The US state of Colorado has revealed that they have recouped $2m in the first month since the state legislature legalised the sale of cannabis, reports The Telegraph.
The state has revealed that although the revenues were less than they had anticipated, sales were still in line with what they had expected when they legalised the drug in January this year.
Colorado is the first US state to legalise cannabis for private use, following in the footsteps of the city of Amsterdam in Holland, where cannabis use has been tolerated publically since the 1970s.
Colorado raised $2m in the first month of cannabis trading, which The Telegraph reports is just $0.7m less than that recouped from alcohol sales. The $2m in tax was collected on sales of $14m.
The state had forecast that tax revenues from the legalisation of cannabis would earn the state more than $10m per month in the first year, so the figures fall well short of estimates; however, the state predicts that sales and tax revenues will continue to rise in the coming months.
The prediction of greater sales is supported by the number of cannabis businesses registered in the state. In January this number was just 24, The Telegraph reports, but today that number stands at well over 150 and counting.

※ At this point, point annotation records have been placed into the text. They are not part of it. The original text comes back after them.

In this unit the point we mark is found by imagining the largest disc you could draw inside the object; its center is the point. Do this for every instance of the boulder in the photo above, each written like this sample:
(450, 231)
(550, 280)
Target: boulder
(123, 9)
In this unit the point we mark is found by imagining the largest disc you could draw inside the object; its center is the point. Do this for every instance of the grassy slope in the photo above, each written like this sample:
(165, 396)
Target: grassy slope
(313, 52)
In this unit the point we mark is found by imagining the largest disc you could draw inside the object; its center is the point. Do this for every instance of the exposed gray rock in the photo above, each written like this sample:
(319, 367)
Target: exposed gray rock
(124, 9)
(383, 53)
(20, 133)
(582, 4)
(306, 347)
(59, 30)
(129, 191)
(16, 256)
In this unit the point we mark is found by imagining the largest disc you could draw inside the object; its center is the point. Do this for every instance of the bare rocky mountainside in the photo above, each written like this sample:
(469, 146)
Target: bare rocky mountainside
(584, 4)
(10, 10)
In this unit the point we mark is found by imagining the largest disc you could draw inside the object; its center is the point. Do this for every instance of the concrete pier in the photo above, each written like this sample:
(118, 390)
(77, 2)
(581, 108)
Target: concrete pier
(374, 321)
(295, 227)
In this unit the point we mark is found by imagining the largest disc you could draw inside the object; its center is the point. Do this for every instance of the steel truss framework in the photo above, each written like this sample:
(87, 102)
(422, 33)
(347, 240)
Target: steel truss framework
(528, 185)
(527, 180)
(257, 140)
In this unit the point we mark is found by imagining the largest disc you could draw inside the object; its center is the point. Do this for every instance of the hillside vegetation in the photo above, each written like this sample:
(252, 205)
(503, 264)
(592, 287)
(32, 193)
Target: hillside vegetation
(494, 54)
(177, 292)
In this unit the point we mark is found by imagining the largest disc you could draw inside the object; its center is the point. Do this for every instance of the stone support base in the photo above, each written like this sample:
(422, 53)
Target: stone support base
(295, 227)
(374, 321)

Barbara Brohl is the head of Colorado's state taxation department.
"The first month of sales for recreational marijuana fell in line with expectations. We expect clear revenue patterns will emerge by April and plan to incorporate this data into future forecasts," she said.
The UK has currently no plans to consider legalising cannabis, although the Colorado experiment may well force governments around the world to reconsider their drugs policy.